Seven’s only non-news show in the top 30 was AGT with The Chase and and Home and Away just missing that mark.
Highway Patrol was the only show to crack 500,000 Monday-Friday at 7.30pm.
Three of 10’s big mid-year franchises had a great week with the biggest audiences of the year for Australian Survivor, Have You Been Paying Attention? and Gogglebox.
The good news for 10 is that two of these series run after 8.30pm at night proving there is still an audience to be found later in the evening.
The not-so-good news is that the penultimate format to be produced from last year’s Pilot Week, Saturday Night Rove, had a shocker second episode with 138,000 watching.
With 7 day catch-up numbers in, My Life Is Murder’s 21 August ep and Australian Survivor’s 20 Aug ep achieved their biggest ever 7 day BVOD audience of their series. Last Tuesday’s ep of Australian Survivor also achieved its biggest ever total audience of the series (1.04m national), tipping over one million for the first time ever on 10. Last week’s Have You Been Paying Attention? (1.18m) and The Bachelor on Thursday (1.09m) also achieved over one million total audience.
In overnights across the week, 10 reigned in the demos with seven of the top 10 shows in under 50s and all key demos, including the top six shows in 16 to 39s, thanks to The Bachelor Australia, Australian Survivor, Gogglebox and Have You Been Paying Attention?
This strong performance led to Channel 10 being #2 across the week in under 50s and 18 to 49s, and #1 in 16 to 39s.
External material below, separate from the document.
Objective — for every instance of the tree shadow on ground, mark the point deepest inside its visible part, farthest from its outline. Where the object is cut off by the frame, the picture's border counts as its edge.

It was a week of audience highs with Gogglebox achieving its biggest episode since October 2018, Have You Been Paying Attention? achieving its biggest episode of the year and Australian Survivor Monday achieving the biggest episode on 10 ever. Channel 10 and Network 10 grew their audience week on week and achieved their fourth consecutive week of year on year share growth. Gogglebox, Have You Been Paying Attention?, The Bachelor Australia, Australian Survivor, The Project, My Life Is Murder and The Living Room were all up week on week.
Utopia delivered the biggest audience for a second successive week, 683,000, giving Working Dog key hit programming on both the ABC and Network 10 at present.
The next most-watched non-news programs were Shaun Micallef’s Mad As Hell, Hard Quiz and Australian Story.
The 7pm weekday news averaged 624,000 while 7.30 averaged 549,000 Monday to Thursday.
The final episode of London: 2,000 Years of History did 233,000.
The UK flavour continued to attract audiences with Royals At War the next best on 220,000.
Tony Robinson’s Coast To Coast was the third of three shows pulling over 200,000 with 215,000.